African cinema: troubling the (cinematic world) order
DOI:
https://doi.org/10.22475/rebeca.v5n2.418Keywords:
Cinemas africanos, Cinema Mundial, Lixo, NollywoodAbstract
Kenneth Harrow proposes to situate that new formulation of the world cinema—“transnational” or “global-local”—, in relationship to those African cinemas that are both continuing in the directions undertaken with the ascension of Third Cinema and national liberation (from Ousmane Sembène to Jean-Marie Téno), to the experimental, avant-gardist approaches of Jean-Pierre Bekolo, Mahamat-Saleh Haroun and Andy Amadi Okoroafor, and the populist cinemas of the video film industries, most notably Nollywood.
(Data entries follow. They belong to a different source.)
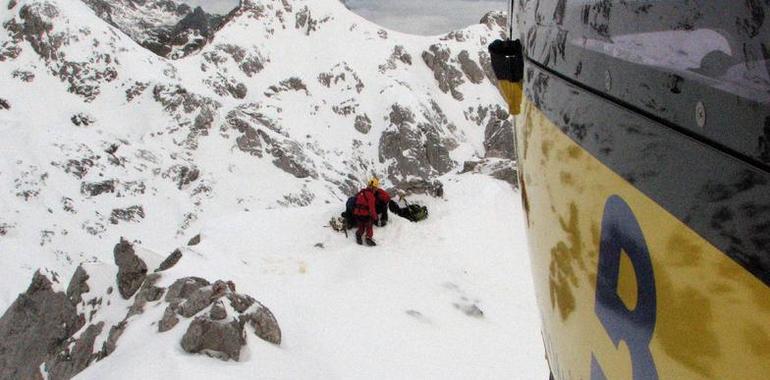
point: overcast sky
(426, 17)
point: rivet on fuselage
(700, 114)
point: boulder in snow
(33, 326)
(131, 269)
(219, 339)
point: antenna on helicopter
(510, 20)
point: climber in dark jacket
(365, 211)
(381, 202)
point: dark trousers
(364, 225)
(382, 211)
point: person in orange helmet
(365, 212)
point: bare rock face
(495, 20)
(183, 287)
(148, 293)
(363, 124)
(78, 285)
(438, 59)
(69, 362)
(264, 323)
(196, 302)
(169, 319)
(470, 68)
(218, 311)
(417, 149)
(34, 326)
(220, 339)
(194, 241)
(498, 135)
(171, 260)
(502, 169)
(131, 269)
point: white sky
(427, 17)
The paradigms evoked by Krings and Okome (2013), and by Diawara (2010), provide an opening to the central question of how the range of filmmaking practices in Africa today, from serious Independent films to Nollywood style mini-industries, requires a reconceptualization of the new transnational notions of globalization (DUROVICOVA & NEWMAN, 2010). The article carries further the work initiated earlier by the author (HARROW, 2012), emphasizing the necessity to formulate a perspective on African films grounded in systems of value that function “isomorphically.” Normative values to be destabilized by the introduction of African films to their corpus, will be those underlying “World Cinema.”